While it has the fun voices and the wink-wink humor of the cartoon, the controller continues to irritate me, and it's just not as easy as my buddy Ray has claimed. I seem to remember him saying this took him, like twenty minutes to finish. I think I spent twenty minutes trying to decipher the instructions.

The best part for me was not playing, and letting the characters on screen hold conversations. Come on now, you can't tell me it's not funny when Iron Man says to the Hulk, "You're very green, you know that?" or when Hulk counters with "This ship ugly!" For that alone, this game rocks. I didn't get far, but at least with this one, I kinda understood what was going on.

Friday, May 27, 2011

The Non-Gamer

The non-gamer - that's me. I'm old, horribly horribly old, almost fifty. Gosh, it hurts to even type that. Like I said, I'm old, and I'm not a gamer, at least not by today's standards. So if I'm not a gamer, why am I writing this blog? Good question.

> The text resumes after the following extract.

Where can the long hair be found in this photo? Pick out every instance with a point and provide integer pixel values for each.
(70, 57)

My background in videogames is being around for the birth of Atari, specifically Pong. Yeah, you remember Pong, and if you don't, you probably saw pictures of it painted in animal blood on cave walls. Pong was the first of the Atari 2600 videogames, and the shot heard round the world that triggered an electronic revolution in the world of games and hobbies.

Pong was followed by fun stuff like Space Invaders and later personal favorites Starmaster, Adventure, and Yar's Revenge and even Donkey Kong. That last one was a keeper. It triggered the jump to the next generation of videogame, and also the point where I got lost. I had an Atari 2600, but I didn't get a Nintendo system until 1998, way beyond when it was cool or even cutting edge - and even then it wasn't my idea to get the system. I was dragged kicking and screaming into the videogame age.

A Super Nintendo system followed later, but only so I could play geek favorites of mine - Justice League Task Force and Super Godzilla, notably the only two games ever purchased for the system. Up until a few weeks ago, that was as cutting edge as I got. Then the PS3 came into the house.

This was a surprise, but apparently something The Bride had been thinking about for a while. I had initially asked for a Roku or a Blu-Ray player for Christmas but Santa was not accommodating. The Bride thought a PS3 would service both functions and have games so she got one. And here we are.

There's an old joke that the only thing that separates a full-time freelance writer from an unemployed bum is a videogame system. To keep that balance from claiming me, I'm starting this blog, recording my impressions as a decisive non-gamer into the gaming world of PlayStation. I'll try not to be too stupid or naïve, and maybe we'll all learn something. Welcome to my nightmare.